## Linear Algebra and Its Applications, Exercise 1.6.20

Exercise 1.6.20. Suppose $A$ is a 3 by 3 matrix for which the third row is the sum of the first and second rows. Show that there is no solution to the equation $Ax = \begin{bmatrix} 1&2&4 \end{bmatrix}^T$, and determine whether $A$ has an inverse or not.

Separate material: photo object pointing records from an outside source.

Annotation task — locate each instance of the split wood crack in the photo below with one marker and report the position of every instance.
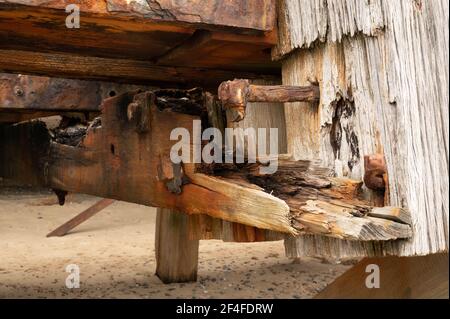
(126, 156)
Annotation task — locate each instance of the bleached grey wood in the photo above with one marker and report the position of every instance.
(388, 61)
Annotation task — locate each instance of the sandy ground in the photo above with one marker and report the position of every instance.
(115, 253)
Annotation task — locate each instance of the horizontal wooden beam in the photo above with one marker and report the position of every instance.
(125, 155)
(242, 34)
(27, 93)
(115, 70)
(258, 15)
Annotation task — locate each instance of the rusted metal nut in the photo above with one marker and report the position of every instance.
(375, 169)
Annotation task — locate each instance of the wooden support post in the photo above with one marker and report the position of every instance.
(400, 277)
(81, 218)
(176, 254)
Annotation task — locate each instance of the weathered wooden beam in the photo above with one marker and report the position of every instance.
(242, 34)
(39, 93)
(116, 159)
(80, 218)
(237, 93)
(176, 253)
(248, 15)
(419, 277)
(115, 70)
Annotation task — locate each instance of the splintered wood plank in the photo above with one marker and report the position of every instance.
(81, 218)
(125, 155)
(176, 253)
(419, 277)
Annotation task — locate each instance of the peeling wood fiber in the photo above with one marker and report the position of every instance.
(382, 67)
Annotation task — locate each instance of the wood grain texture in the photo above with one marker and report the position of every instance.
(383, 90)
(242, 32)
(125, 155)
(28, 92)
(259, 115)
(114, 70)
(81, 218)
(420, 277)
(176, 254)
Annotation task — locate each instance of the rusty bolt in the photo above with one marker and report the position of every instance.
(235, 95)
(375, 169)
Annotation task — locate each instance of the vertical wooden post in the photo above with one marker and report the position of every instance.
(176, 254)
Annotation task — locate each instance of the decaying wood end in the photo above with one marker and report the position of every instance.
(125, 155)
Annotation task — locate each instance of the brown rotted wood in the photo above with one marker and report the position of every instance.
(40, 93)
(149, 40)
(117, 70)
(115, 160)
(176, 253)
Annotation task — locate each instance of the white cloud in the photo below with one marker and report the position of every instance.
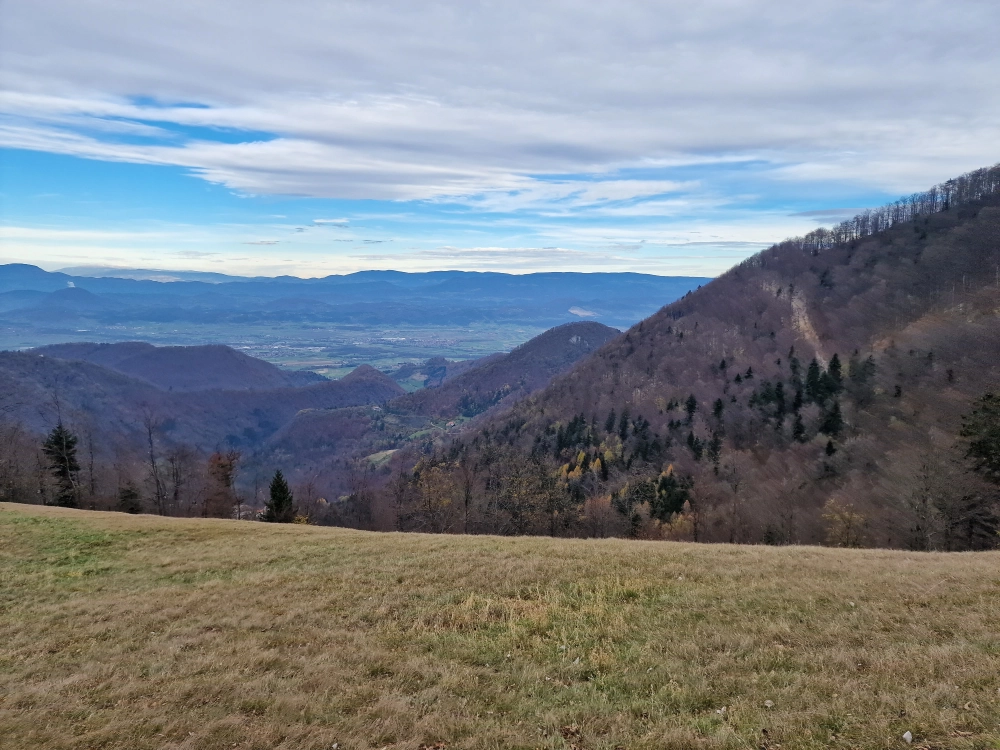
(406, 101)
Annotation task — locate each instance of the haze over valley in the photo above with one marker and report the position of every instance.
(462, 375)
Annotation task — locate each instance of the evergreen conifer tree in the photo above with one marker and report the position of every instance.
(833, 421)
(798, 428)
(128, 499)
(60, 448)
(280, 507)
(981, 428)
(813, 376)
(691, 406)
(836, 373)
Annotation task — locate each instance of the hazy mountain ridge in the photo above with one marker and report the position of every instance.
(718, 393)
(365, 297)
(184, 368)
(503, 379)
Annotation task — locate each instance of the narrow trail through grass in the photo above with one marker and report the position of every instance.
(138, 632)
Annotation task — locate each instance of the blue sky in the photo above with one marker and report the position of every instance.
(315, 138)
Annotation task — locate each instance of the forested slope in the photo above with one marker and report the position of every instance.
(813, 393)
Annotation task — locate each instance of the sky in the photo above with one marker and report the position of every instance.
(316, 137)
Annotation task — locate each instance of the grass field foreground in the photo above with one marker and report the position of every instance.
(138, 632)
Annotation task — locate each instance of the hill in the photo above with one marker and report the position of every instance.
(507, 377)
(112, 408)
(322, 446)
(813, 393)
(184, 368)
(133, 632)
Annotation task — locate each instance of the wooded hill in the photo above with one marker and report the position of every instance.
(813, 393)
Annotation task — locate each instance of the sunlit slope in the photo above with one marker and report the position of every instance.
(144, 632)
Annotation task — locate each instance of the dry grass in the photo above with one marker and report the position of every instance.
(143, 632)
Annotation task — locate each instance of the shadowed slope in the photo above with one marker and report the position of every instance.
(138, 632)
(184, 368)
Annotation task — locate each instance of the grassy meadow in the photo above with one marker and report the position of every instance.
(137, 632)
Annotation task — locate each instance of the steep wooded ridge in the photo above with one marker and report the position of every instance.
(146, 418)
(508, 377)
(114, 409)
(37, 303)
(814, 392)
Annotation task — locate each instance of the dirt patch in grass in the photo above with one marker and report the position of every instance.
(142, 632)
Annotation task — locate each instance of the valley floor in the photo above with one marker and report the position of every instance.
(137, 632)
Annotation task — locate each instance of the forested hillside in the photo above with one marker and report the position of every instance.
(145, 426)
(814, 393)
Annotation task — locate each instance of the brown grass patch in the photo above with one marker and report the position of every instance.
(144, 632)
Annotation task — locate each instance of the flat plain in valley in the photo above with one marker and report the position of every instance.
(135, 632)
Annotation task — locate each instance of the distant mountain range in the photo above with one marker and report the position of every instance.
(208, 398)
(30, 295)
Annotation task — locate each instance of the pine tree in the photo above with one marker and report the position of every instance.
(836, 373)
(718, 408)
(813, 381)
(691, 406)
(280, 507)
(128, 499)
(798, 429)
(60, 449)
(981, 428)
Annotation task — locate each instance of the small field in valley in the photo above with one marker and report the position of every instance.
(132, 632)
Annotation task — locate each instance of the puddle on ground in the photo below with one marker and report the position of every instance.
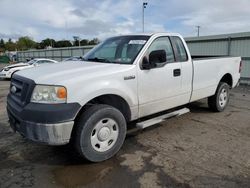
(76, 175)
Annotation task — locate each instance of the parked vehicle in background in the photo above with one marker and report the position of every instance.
(74, 58)
(123, 79)
(9, 70)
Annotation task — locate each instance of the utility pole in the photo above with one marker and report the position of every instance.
(198, 30)
(144, 5)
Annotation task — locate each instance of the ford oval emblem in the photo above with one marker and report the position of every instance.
(13, 89)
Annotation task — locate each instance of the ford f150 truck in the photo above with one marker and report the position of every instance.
(125, 78)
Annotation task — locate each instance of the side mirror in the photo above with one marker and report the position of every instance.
(157, 56)
(145, 63)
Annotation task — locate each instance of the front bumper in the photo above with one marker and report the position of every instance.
(51, 124)
(51, 134)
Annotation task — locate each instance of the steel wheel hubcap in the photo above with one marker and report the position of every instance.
(223, 98)
(104, 135)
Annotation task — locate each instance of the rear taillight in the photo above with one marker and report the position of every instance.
(240, 67)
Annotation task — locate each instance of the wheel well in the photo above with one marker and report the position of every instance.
(112, 100)
(227, 78)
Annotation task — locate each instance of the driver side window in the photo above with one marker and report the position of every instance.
(163, 43)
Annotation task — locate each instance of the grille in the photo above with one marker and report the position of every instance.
(20, 89)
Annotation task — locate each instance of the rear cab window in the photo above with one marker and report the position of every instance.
(163, 43)
(179, 48)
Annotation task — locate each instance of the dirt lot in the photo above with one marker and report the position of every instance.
(199, 149)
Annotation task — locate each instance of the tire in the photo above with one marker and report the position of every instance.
(100, 132)
(218, 102)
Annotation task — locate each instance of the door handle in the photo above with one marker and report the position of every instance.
(177, 72)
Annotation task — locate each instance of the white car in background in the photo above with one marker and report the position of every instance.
(8, 71)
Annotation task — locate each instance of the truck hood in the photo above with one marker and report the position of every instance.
(64, 72)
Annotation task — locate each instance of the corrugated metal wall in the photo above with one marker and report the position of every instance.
(57, 54)
(237, 44)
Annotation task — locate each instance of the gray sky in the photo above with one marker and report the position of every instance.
(62, 19)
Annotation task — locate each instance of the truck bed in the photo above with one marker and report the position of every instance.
(209, 70)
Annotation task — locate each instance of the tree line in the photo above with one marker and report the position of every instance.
(26, 43)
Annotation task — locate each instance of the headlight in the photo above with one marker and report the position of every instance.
(49, 94)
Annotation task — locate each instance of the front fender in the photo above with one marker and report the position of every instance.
(86, 92)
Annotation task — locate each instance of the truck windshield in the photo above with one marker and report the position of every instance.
(120, 50)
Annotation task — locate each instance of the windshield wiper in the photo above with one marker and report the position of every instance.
(100, 60)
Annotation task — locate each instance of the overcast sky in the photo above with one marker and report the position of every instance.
(62, 19)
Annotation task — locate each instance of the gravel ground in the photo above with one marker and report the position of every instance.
(198, 149)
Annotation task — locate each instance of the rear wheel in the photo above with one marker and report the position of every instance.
(220, 99)
(100, 132)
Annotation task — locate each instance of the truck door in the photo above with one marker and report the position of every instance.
(159, 88)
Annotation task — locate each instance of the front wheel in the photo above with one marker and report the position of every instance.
(100, 132)
(220, 99)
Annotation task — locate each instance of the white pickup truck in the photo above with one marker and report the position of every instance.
(123, 79)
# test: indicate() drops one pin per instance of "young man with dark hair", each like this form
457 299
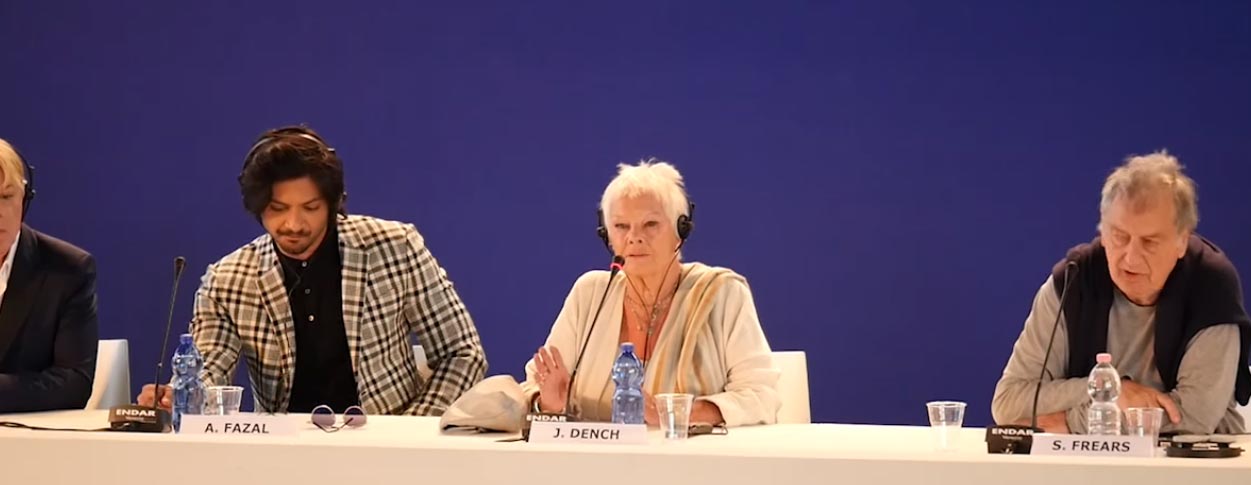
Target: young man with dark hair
322 305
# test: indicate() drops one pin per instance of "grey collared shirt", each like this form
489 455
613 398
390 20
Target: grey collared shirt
1205 379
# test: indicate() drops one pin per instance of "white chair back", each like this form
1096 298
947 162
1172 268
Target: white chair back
111 385
793 386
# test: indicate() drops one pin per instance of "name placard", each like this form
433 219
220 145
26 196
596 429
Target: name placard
239 424
588 433
1082 445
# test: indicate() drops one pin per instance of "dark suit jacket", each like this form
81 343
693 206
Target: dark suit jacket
48 326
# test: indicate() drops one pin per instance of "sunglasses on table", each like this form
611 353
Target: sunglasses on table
323 416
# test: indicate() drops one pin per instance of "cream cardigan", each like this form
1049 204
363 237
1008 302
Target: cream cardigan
711 345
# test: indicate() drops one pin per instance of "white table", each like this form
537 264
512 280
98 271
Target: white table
410 450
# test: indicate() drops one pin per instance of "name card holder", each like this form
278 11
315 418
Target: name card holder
588 433
1083 445
239 424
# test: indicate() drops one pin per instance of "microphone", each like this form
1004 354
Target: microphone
564 415
1016 439
143 419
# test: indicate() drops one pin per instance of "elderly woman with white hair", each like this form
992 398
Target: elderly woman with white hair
1164 301
693 326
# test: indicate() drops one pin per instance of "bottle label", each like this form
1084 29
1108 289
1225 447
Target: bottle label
588 433
1085 445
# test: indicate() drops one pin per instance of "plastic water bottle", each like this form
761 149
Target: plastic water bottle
1104 385
628 396
188 386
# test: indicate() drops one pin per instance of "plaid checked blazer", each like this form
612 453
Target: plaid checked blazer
392 288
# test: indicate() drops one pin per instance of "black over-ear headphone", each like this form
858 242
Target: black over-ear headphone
29 193
252 154
686 224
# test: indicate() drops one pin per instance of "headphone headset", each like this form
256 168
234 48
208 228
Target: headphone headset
686 224
280 134
29 193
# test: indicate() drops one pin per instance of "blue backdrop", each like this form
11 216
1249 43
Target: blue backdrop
893 178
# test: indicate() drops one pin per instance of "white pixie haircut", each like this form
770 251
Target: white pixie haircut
651 176
1146 175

Answer: For $x = \begin{bmatrix} u \\ v \\ w \end{bmatrix}$ we have the following system of three equations: $Ax = \begin{bmatrix} 1 \\ 2 \\ 4 \end{bmatrix} \rightarrow \begin{bmatrix} a_{11}&a_{12}&a_{13} \\ a_{21}&a_{22}&a_{23} \\ a_{31}&a_{32}&a_{33} \end{bmatrix} \begin{bmatrix} u \\ v \\ w \end{bmatrix} = \begin{bmatrix} 1 \\ 2 \\ 4 \end{bmatrix}$ $\rightarrow \setlength\arraycolsep{0.2em}\begin{array}{rcrcrcr}a_{11}u&+&a_{12}v&+&a_{13}w&=&1 \\ a_{21}u&+&a_{22}v&+&a_{23}w&=&2 \\ a_{31}u&+&a_{32}v&+&a_{33}w&=&4 \end{array}$

If we subtract the sum of the first two equations from the third equation, we obtain the following: $[a_{31} - (a_{11}+a_{21})]u + [a_{32} - (a_{12}+a_{22})]v + [a_{33} - (a_{13}+a_{23})]w = 4 - (1+2)$ $\rightarrow 0\cdot u + 0 \cdot v + 0 \cdot w = 1 \rightarrow 0 = 1$

Since we have reached a contradiction we conclude that the system of equations has no solutions. The corresponding matrix $A$ is singular and therefore has no inverse.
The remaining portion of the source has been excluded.